As for Mr. Gorrell’s claim that “We haven’t been reducing the bottom level of compensation of our partners,” unless his firm has somehow escaped the downturn entirely and is experiencing revenue growth rates that at least match the growth in stars’ pay, he must have discovered a new form of math.
The practical question is, what will non-star partners do to protect their interests?
One short-term solution is to move to a firm where one’s transferrable book of business constitutes stardom. More than a few MegaLaw partners have done that over the past year or so, usually under the cover of delivering relief to their beleaguered clients in the form of lower rates.
The only sustainable solution, however, is to increase one’s leverage and relative star power. Build a book of business that makes you mobile and raises you above the “don’t want to lose her” threshold.
Lawyers who aspire to this solution will first have to abandon the mentality that billable hours are king. Hours are what my researcher friend calls “necessary but not sufficient.”
As long as you allow billable hours to be the ultimate excuse for not generating business, it guarantees that you’ll see business development as “extra,” i.e., something to do when you’ve gotten everything else done. News flash: You’ll never get everything else done to a degree that 200 hours per year will magically become available to you.
My late parents, products of The Great Depression, adhered to the “pay yourself first” policy. That meant that, even when they felt overwhelmed by medical bills or other obligations, they always put money into savings first, then they paid what they could to their creditors. (As their circumstances improved, every creditor got paid every dime owed.)
Accept that, under the star system, revenue from your billable hours goes first to paying and retaining the irreplaceable stars, because that’s the firm’s highest priority.
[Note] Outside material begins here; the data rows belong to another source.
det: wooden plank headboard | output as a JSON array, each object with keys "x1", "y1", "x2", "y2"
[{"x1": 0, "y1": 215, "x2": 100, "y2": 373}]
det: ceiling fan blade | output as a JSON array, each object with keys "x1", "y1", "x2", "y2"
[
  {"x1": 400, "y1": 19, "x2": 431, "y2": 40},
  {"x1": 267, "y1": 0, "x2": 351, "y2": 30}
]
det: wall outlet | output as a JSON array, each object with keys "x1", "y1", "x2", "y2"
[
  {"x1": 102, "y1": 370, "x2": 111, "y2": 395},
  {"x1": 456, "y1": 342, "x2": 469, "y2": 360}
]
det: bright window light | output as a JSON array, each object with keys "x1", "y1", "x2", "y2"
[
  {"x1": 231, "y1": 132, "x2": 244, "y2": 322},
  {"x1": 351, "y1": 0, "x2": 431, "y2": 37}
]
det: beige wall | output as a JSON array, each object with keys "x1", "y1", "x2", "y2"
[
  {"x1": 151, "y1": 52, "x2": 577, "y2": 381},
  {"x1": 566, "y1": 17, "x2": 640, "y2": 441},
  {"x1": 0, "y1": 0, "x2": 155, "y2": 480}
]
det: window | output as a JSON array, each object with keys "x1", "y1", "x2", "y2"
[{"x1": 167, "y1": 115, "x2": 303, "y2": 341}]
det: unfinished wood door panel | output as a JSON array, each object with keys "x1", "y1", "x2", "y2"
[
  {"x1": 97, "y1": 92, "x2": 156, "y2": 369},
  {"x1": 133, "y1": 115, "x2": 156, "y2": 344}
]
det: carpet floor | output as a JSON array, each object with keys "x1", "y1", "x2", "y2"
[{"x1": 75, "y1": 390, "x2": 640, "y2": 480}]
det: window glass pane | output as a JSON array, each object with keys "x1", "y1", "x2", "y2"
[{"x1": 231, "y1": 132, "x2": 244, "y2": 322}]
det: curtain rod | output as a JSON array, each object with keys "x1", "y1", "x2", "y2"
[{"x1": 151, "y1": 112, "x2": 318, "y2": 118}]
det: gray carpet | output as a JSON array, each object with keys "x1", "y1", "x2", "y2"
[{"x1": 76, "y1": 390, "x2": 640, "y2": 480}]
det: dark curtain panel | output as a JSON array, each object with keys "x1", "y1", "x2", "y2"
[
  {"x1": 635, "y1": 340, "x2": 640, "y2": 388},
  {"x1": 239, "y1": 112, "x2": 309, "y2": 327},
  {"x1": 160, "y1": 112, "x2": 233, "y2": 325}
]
Then, whatever’s left will be meted out to the lawyers considered lower priority, i.e., replaceable.
Make yourself irreplaceable.
Pay yourself first, i.e., become the most important client you have, the one that gets first call on your time, attention and resources. Allocate a minimum of 200 prime-time hours, roughly four per week, to building a book of business. Read books; buy online courses; hire a coach; do, and invest, whatever you have to. Make it happen.
Or, accept that your sweat will finance the stars’ wealth for the rest of your career.